A lot of people hated this movie. I hated certain parts myself. I still don’t really know what it was about, and I don’t really know how to talk about it, but I spent more time thinking about Spring Breakers than probably anything else I read or saw this year. Whether the movie is a work of genius or a big and cleverly-disguised wad of cotton candy is not really relevant to me.

Best Not-Really Retelling of a Greek Myth:

All Our Pretty Songs

All Our Pretty Songs by Sarah McCarry

Sarah McCarry’s prose is so sparkling and beautifully-wrought that it’s easy to understate how much depth there is to it. Set in grunge-era Seattle, All Our Pretty Songs is a strange and dizzy reimagining that leaves you wondering which one’s Orpheus and which one’s Eurydice.

Best Funny Cancer Book:

Somedoby Up There Hates You

Somebody Up There Hates You by Hollis Seamon

Hollis Seamon generously allows Richie, her dying narrator, the dignity of being as bratty, horny, and obnoxious as he wants to be, with the ultimate result of making him all the more charming and heartbreaking.
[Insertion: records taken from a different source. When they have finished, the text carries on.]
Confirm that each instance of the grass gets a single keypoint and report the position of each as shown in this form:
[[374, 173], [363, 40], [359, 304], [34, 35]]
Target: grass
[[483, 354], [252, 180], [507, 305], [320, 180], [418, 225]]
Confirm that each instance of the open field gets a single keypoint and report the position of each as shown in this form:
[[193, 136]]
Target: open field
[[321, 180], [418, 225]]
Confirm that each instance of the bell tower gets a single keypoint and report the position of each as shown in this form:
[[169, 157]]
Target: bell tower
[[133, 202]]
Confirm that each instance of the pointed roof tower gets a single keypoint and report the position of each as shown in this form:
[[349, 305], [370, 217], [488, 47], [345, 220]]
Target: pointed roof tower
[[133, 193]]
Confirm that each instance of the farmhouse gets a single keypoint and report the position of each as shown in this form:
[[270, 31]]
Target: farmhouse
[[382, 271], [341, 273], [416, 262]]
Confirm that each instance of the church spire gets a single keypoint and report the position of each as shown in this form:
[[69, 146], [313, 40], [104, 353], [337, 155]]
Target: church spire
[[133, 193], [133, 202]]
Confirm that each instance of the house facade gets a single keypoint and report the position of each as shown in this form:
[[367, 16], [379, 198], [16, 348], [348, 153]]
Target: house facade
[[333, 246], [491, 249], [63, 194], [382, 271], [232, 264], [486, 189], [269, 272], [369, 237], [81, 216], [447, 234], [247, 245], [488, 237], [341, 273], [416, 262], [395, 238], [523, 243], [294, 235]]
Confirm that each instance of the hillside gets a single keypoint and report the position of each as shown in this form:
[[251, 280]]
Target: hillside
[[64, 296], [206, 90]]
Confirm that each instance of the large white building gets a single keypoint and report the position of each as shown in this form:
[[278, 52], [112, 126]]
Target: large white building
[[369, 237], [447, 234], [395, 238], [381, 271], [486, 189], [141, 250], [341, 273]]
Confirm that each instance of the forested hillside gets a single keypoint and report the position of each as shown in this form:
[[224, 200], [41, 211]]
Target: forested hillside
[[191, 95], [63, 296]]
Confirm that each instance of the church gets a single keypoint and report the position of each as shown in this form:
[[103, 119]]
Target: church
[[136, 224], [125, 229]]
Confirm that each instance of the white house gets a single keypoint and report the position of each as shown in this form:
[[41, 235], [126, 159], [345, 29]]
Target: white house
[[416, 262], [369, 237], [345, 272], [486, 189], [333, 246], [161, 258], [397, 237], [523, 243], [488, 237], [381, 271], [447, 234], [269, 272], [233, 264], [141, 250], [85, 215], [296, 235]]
Best Ambivalent Russian Romance:

The Boy on the Bridge

The Boy on the Bridge by Natalie Standiford

The always-great Natalie Standiford sheds her familiar Baltimore setting for Russia in the early 1980s, and comes away with my favorite kind of love story—the kind that’s not exactly about love at all.

Best Books that Aren’t Out Yet:

We Were Liars Friendship

E. Lockhart’s We Were Liars and Emily Gould’s Friendship are both fantastic and you should read them as soon as you possibly can.